Premiere of the controversial play Corpus Christi by famed playwright and Corpus Christi native Terrence McNally in New York City. Corpus Christi re-imagines Jesus and his Apostles as gay men living in South Texas. McNally graduated from W.B. Ray in 1956 and went on to win four Tony Awards, the Pulitzer Prize, and an Emmy Award. Elected to the American Academy of Arts and Letters in 2018, Terrence McNally early years as a gay youth in conservative Corpus Christi helped influence the writings of his “trailblazing plays, musicals, operas and screenplays about sexuality, homophobia, faith, the power of art, the need to connect and finding meaning in every moment of life, including Next (1969), The Ritz (1975), Frankie and Johnny in the Clair de Lune (1982), Kiss of the Spider Woman (1992), Love! Valour! Compassion! (1994), Master Class (1995), Ragtime (1996), Dead Man Walking (2000), The Full Monty (2000) and Mothers and Sons (2014).”
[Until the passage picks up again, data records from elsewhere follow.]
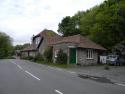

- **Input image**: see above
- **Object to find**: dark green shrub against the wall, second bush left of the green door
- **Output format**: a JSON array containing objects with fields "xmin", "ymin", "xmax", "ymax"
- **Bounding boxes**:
[{"xmin": 44, "ymin": 47, "xmax": 53, "ymax": 62}]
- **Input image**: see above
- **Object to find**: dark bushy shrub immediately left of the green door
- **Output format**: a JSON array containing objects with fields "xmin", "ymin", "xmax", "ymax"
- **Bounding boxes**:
[{"xmin": 56, "ymin": 49, "xmax": 67, "ymax": 64}]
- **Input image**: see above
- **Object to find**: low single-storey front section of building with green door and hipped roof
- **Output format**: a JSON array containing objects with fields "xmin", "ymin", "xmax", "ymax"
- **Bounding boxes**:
[{"xmin": 52, "ymin": 35, "xmax": 106, "ymax": 65}]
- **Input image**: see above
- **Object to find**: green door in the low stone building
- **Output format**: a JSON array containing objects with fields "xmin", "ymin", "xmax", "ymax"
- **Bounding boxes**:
[{"xmin": 69, "ymin": 48, "xmax": 76, "ymax": 64}]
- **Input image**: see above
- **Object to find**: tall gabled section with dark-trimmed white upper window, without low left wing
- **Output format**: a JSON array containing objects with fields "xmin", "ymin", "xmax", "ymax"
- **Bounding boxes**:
[{"xmin": 32, "ymin": 29, "xmax": 62, "ymax": 55}]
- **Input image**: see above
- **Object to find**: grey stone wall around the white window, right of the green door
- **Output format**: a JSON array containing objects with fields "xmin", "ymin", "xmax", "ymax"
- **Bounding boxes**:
[{"xmin": 77, "ymin": 48, "xmax": 98, "ymax": 65}]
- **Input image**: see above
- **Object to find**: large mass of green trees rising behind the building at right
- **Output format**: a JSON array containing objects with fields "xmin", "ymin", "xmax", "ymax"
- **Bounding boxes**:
[{"xmin": 58, "ymin": 0, "xmax": 125, "ymax": 50}]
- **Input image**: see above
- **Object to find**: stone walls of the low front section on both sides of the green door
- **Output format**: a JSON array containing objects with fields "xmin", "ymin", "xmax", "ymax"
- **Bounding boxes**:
[{"xmin": 53, "ymin": 43, "xmax": 98, "ymax": 65}]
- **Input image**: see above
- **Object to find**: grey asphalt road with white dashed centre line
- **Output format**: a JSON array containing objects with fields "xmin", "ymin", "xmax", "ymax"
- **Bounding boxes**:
[{"xmin": 0, "ymin": 59, "xmax": 125, "ymax": 94}]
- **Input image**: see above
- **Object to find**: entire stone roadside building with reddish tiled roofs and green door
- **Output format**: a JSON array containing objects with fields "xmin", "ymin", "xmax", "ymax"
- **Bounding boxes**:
[{"xmin": 22, "ymin": 29, "xmax": 106, "ymax": 65}]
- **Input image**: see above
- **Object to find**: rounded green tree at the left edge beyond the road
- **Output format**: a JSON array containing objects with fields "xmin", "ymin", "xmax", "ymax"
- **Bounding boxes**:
[{"xmin": 0, "ymin": 32, "xmax": 13, "ymax": 58}]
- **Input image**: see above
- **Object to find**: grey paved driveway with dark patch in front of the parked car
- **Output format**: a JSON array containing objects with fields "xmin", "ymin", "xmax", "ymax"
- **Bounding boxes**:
[{"xmin": 68, "ymin": 66, "xmax": 125, "ymax": 85}]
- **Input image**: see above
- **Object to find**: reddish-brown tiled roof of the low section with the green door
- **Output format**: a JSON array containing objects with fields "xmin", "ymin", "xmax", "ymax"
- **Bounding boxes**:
[{"xmin": 53, "ymin": 34, "xmax": 106, "ymax": 50}]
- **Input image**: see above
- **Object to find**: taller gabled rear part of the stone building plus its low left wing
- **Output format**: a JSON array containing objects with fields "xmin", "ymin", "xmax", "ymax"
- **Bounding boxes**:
[{"xmin": 21, "ymin": 29, "xmax": 61, "ymax": 56}]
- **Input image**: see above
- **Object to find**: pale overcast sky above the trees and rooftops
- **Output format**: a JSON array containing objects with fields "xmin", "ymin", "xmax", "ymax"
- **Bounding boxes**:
[{"xmin": 0, "ymin": 0, "xmax": 104, "ymax": 45}]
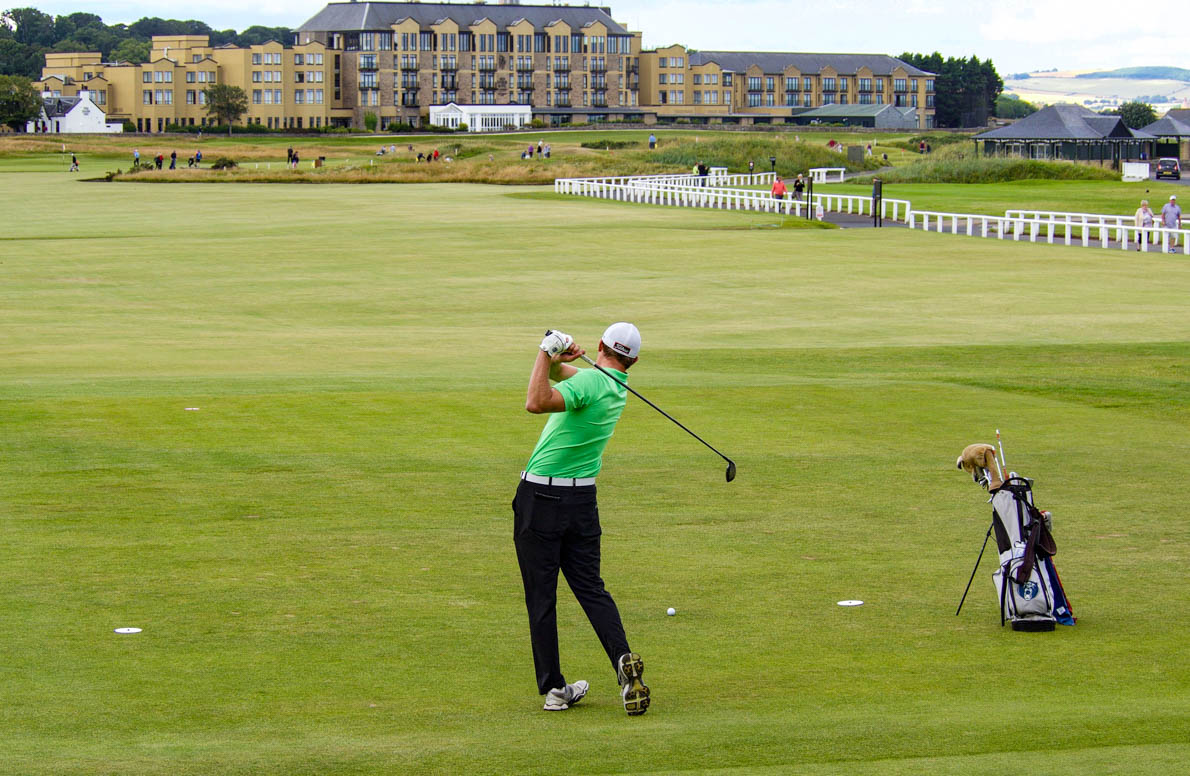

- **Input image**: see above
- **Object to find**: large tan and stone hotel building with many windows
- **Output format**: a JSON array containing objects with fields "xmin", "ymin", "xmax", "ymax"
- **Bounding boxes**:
[{"xmin": 37, "ymin": 2, "xmax": 934, "ymax": 132}]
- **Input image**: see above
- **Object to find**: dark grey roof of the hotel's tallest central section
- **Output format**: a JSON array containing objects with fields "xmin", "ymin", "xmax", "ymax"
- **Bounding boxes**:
[{"xmin": 298, "ymin": 2, "xmax": 628, "ymax": 35}]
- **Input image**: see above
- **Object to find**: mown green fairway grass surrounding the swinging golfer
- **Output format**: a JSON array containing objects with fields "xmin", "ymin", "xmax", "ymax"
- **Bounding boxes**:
[{"xmin": 0, "ymin": 157, "xmax": 1190, "ymax": 776}]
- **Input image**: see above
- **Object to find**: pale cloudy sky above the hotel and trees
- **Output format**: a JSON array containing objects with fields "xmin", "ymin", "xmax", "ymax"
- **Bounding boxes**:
[{"xmin": 20, "ymin": 0, "xmax": 1190, "ymax": 75}]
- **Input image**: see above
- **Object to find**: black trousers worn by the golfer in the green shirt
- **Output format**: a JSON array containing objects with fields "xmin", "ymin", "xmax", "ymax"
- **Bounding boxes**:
[{"xmin": 513, "ymin": 480, "xmax": 630, "ymax": 695}]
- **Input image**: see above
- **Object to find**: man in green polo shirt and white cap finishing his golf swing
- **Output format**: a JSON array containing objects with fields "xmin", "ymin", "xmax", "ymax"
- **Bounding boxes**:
[{"xmin": 513, "ymin": 323, "xmax": 649, "ymax": 716}]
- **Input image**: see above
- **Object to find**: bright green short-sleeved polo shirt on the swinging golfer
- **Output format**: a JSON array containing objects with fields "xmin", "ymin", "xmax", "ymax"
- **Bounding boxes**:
[{"xmin": 525, "ymin": 369, "xmax": 628, "ymax": 477}]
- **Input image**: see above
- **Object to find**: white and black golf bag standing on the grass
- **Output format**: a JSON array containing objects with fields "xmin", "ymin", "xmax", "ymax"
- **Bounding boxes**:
[{"xmin": 991, "ymin": 474, "xmax": 1075, "ymax": 631}]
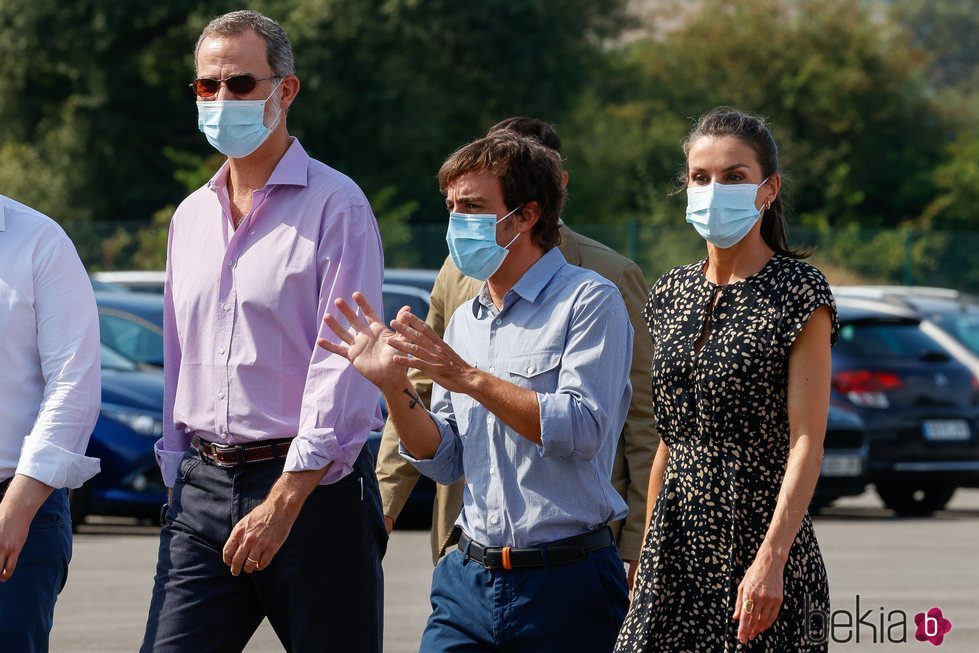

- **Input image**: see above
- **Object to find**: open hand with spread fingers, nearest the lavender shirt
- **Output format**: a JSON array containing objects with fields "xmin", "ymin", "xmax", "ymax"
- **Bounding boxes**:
[{"xmin": 316, "ymin": 292, "xmax": 406, "ymax": 388}]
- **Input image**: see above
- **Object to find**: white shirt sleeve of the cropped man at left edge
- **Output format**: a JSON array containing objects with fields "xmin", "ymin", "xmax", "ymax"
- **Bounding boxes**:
[{"xmin": 16, "ymin": 236, "xmax": 102, "ymax": 488}]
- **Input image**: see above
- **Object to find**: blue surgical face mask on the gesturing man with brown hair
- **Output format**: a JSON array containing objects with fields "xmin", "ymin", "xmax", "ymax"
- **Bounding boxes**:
[{"xmin": 445, "ymin": 206, "xmax": 520, "ymax": 281}]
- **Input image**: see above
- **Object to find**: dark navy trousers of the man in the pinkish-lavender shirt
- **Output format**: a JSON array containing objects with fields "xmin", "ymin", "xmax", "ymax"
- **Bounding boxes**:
[{"xmin": 140, "ymin": 447, "xmax": 387, "ymax": 653}]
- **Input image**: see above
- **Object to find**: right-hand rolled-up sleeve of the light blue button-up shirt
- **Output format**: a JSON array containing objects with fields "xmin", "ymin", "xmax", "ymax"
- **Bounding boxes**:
[{"xmin": 537, "ymin": 284, "xmax": 633, "ymax": 460}]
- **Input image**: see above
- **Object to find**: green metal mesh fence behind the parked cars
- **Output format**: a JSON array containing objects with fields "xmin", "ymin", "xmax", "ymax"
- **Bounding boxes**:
[{"xmin": 64, "ymin": 220, "xmax": 979, "ymax": 294}]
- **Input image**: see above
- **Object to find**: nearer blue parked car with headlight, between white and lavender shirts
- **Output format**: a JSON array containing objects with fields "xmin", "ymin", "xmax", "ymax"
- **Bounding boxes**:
[{"xmin": 70, "ymin": 344, "xmax": 166, "ymax": 527}]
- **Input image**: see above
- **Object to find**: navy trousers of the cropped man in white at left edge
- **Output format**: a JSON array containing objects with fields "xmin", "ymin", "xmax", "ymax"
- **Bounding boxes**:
[{"xmin": 0, "ymin": 490, "xmax": 71, "ymax": 653}]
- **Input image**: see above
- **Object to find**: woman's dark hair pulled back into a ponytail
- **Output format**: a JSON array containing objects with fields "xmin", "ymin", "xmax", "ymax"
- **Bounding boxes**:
[{"xmin": 681, "ymin": 107, "xmax": 812, "ymax": 259}]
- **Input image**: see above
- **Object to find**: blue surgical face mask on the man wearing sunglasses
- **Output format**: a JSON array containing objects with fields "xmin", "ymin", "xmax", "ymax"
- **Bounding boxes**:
[{"xmin": 197, "ymin": 79, "xmax": 282, "ymax": 159}]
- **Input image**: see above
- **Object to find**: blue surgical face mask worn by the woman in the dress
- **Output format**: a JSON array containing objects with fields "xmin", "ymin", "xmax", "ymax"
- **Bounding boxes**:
[{"xmin": 687, "ymin": 179, "xmax": 768, "ymax": 249}]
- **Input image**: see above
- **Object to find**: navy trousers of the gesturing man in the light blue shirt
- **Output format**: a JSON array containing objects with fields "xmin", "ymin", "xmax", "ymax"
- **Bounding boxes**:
[{"xmin": 421, "ymin": 546, "xmax": 629, "ymax": 653}]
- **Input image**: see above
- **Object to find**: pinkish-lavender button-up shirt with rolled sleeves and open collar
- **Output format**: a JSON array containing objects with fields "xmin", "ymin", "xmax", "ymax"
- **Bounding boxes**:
[{"xmin": 156, "ymin": 140, "xmax": 384, "ymax": 487}]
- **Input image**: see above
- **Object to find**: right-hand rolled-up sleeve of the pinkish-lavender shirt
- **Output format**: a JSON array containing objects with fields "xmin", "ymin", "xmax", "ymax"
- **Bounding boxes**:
[{"xmin": 284, "ymin": 203, "xmax": 384, "ymax": 484}]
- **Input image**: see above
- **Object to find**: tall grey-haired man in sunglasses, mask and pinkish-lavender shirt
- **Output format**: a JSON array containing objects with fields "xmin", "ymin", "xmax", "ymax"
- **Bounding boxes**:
[{"xmin": 142, "ymin": 11, "xmax": 386, "ymax": 653}]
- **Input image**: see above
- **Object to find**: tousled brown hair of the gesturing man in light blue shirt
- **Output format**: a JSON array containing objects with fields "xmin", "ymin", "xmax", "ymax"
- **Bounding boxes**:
[{"xmin": 438, "ymin": 130, "xmax": 565, "ymax": 252}]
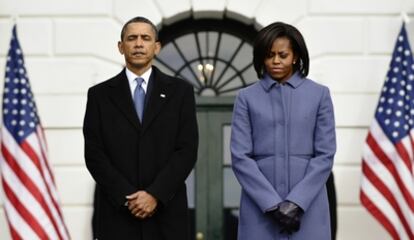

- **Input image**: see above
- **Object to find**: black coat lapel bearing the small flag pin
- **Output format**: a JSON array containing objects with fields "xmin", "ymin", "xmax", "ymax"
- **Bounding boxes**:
[{"xmin": 142, "ymin": 67, "xmax": 174, "ymax": 132}]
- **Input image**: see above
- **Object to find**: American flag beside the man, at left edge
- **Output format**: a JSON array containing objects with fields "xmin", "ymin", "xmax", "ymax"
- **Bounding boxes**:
[{"xmin": 0, "ymin": 26, "xmax": 69, "ymax": 239}]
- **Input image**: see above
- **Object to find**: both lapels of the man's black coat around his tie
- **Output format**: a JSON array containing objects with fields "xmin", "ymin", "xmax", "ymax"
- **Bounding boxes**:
[{"xmin": 109, "ymin": 66, "xmax": 175, "ymax": 132}]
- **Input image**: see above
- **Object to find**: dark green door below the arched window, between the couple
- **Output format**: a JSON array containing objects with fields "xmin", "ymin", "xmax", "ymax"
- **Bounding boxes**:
[{"xmin": 195, "ymin": 97, "xmax": 240, "ymax": 240}]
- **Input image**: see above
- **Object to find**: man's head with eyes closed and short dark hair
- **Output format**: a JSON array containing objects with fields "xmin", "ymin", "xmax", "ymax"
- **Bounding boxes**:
[{"xmin": 118, "ymin": 22, "xmax": 161, "ymax": 75}]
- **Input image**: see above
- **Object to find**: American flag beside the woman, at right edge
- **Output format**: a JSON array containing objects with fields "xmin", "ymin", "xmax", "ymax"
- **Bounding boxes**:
[{"xmin": 360, "ymin": 23, "xmax": 414, "ymax": 239}]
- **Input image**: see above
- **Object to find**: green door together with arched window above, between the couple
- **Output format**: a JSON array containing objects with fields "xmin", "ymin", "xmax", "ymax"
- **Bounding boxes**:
[{"xmin": 154, "ymin": 17, "xmax": 257, "ymax": 240}]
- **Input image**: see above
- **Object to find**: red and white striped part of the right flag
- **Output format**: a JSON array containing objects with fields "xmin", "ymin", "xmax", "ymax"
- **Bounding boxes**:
[{"xmin": 360, "ymin": 119, "xmax": 414, "ymax": 239}]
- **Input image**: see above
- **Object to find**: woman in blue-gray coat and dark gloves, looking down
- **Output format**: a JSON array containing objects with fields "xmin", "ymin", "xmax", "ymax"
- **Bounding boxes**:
[{"xmin": 231, "ymin": 22, "xmax": 336, "ymax": 240}]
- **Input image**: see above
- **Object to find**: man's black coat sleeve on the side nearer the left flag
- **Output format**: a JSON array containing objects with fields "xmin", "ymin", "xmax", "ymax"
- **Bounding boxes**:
[{"xmin": 83, "ymin": 88, "xmax": 136, "ymax": 207}]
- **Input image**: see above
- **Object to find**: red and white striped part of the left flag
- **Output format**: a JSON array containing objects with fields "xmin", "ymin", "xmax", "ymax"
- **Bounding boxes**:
[{"xmin": 0, "ymin": 126, "xmax": 70, "ymax": 239}]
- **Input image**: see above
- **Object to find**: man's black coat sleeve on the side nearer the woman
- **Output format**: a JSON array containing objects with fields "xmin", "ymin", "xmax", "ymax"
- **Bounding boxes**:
[{"xmin": 146, "ymin": 84, "xmax": 198, "ymax": 206}]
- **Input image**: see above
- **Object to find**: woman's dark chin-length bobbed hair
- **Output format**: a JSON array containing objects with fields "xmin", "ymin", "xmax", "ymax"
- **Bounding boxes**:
[{"xmin": 253, "ymin": 22, "xmax": 309, "ymax": 78}]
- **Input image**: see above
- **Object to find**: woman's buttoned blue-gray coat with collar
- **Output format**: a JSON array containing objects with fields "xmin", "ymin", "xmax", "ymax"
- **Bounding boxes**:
[{"xmin": 231, "ymin": 73, "xmax": 336, "ymax": 240}]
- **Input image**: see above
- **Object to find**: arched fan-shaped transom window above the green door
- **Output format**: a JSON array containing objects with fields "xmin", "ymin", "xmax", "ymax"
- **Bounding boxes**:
[{"xmin": 154, "ymin": 19, "xmax": 257, "ymax": 96}]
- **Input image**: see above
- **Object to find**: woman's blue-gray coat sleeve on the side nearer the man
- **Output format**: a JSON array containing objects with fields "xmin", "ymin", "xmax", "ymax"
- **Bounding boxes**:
[{"xmin": 230, "ymin": 91, "xmax": 282, "ymax": 212}]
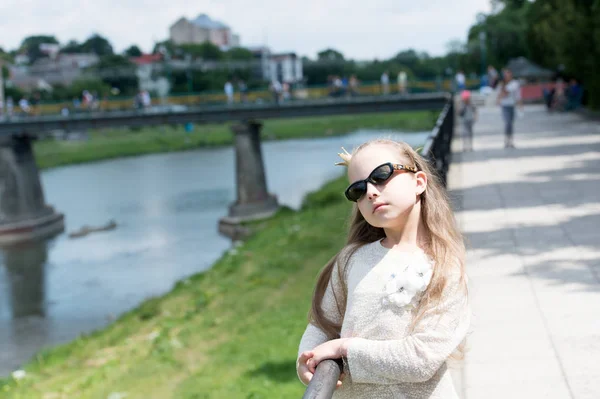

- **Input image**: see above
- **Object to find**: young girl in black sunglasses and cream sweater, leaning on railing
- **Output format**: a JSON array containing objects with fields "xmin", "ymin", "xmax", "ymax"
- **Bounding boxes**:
[{"xmin": 297, "ymin": 140, "xmax": 470, "ymax": 399}]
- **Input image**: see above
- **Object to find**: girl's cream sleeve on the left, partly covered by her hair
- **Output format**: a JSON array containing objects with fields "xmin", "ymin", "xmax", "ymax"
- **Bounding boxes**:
[{"xmin": 296, "ymin": 255, "xmax": 343, "ymax": 382}]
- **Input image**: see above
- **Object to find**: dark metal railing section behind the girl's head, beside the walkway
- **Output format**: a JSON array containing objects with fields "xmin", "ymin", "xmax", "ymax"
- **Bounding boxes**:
[{"xmin": 421, "ymin": 99, "xmax": 454, "ymax": 186}]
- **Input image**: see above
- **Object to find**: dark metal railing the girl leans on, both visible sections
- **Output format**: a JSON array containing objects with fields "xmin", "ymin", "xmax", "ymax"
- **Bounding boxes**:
[{"xmin": 302, "ymin": 99, "xmax": 454, "ymax": 399}]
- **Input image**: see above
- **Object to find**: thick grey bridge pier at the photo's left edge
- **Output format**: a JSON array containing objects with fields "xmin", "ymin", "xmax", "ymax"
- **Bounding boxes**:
[{"xmin": 0, "ymin": 135, "xmax": 64, "ymax": 245}]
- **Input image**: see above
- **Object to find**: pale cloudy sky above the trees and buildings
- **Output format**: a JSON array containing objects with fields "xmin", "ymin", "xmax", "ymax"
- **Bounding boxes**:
[{"xmin": 0, "ymin": 0, "xmax": 490, "ymax": 60}]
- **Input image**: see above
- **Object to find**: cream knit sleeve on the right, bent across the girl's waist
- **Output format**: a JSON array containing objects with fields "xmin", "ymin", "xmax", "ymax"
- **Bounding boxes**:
[{"xmin": 347, "ymin": 276, "xmax": 470, "ymax": 384}]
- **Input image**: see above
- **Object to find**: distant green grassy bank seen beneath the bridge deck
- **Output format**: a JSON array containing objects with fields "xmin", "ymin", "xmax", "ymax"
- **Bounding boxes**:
[{"xmin": 34, "ymin": 111, "xmax": 439, "ymax": 169}]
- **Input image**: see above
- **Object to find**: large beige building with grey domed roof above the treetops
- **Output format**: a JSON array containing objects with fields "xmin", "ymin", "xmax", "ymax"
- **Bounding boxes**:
[{"xmin": 169, "ymin": 14, "xmax": 240, "ymax": 49}]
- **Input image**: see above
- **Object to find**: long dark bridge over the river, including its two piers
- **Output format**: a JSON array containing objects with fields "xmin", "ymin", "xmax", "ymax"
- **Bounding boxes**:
[{"xmin": 0, "ymin": 93, "xmax": 453, "ymax": 245}]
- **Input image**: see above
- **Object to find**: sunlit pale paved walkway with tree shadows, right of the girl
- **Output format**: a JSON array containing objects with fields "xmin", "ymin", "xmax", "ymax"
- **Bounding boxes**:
[{"xmin": 449, "ymin": 106, "xmax": 600, "ymax": 399}]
December 12, 1998 – January 2002

Between 1998 and 2002, the Coastal Bend Gay Pride Alliance created an online presence during the internet’s early days in order to “promote unity in the Lesbian, Bisexual, Gay Male, Transgender, and Heterosexual Community in the Texas Coastal Bend.” Though short-lived, the CBGPA and its organizers made important strides at establishing public pride events like a parade, annual festival, online magazine and store.

May 12, 2001

CATCH Prom: Corpus Christi Area Teen Coalition of Homosexuals hosts “A Starry Night” Alternative Prom at St. Paul United Church of Christ at 5525 Lipes Blvd for 14-to-20 year olds.

June 8, 2002

The Metropolitan Community Church helped organize and host several Pride celebrations over the years including this 2002 Pride Fest.

December 1, 2010

Source: Corpus Christi Caller-Times

Sponsored by the Sigmi Phi Epsilon fraternity, the University Counseling Center, the Coastal Bend AID Foundation, and the Male Central Clinic, World AIDS Day 2010 was commemorated on the Texas A&M University Corpus Christi campus with public speakers, music, and free HIV testing.

June 27, 2015

Lisa Tober and Fanny Chirinos-Tober, both 41, were the first same-sex couple to receive a marriage license in Nueces County on Friday, five hours after the U.S. Supreme Court legalized gay marriage. The first license issued in Nueces County was at about 2 p.m. “We’ve been waiting 18 years. We can wait a little longer.”

October 22, 2015

Dr. Drewey Wayne Gunn (1938-2018) delivers reflections on a half century of living and working as a gay literary historian at Texas A&M University Kingsville. His talk “From the Closet to the Open Stacks: Reflections on the Past Fifty Years at the University” can be accessed online. After retirement in 2001, Dr. Gunn published eight books on gay pulp fiction including The Gay Male Sleuth in Print and Film and For the Gay Stage: A Guide to 465 Plays, Aristophanes to Peter Gill. His fascinating life was covered by the Kingsville Record and Bishop News.

May 22, 2018

Eric Holguin captures the Democratic Party’s nomination for the 27th Texas Congressional District making him the first out member of the Coastal Bend community to campaign in a national political race. Holguin remarked to Out Smart, a Houston LGBTQ magazine, “So a lot of LGBTQ youth—a lot of LGBTQ people in general—are very inspired, because they see someone who is fearless. I don’t really care what people think about me and my sexual orientation.”

The current timeline is only meant to be representational (and not exhaustive) of local LGBTQ history. As collections develop, dedicated webpages may be devoted to focused issues.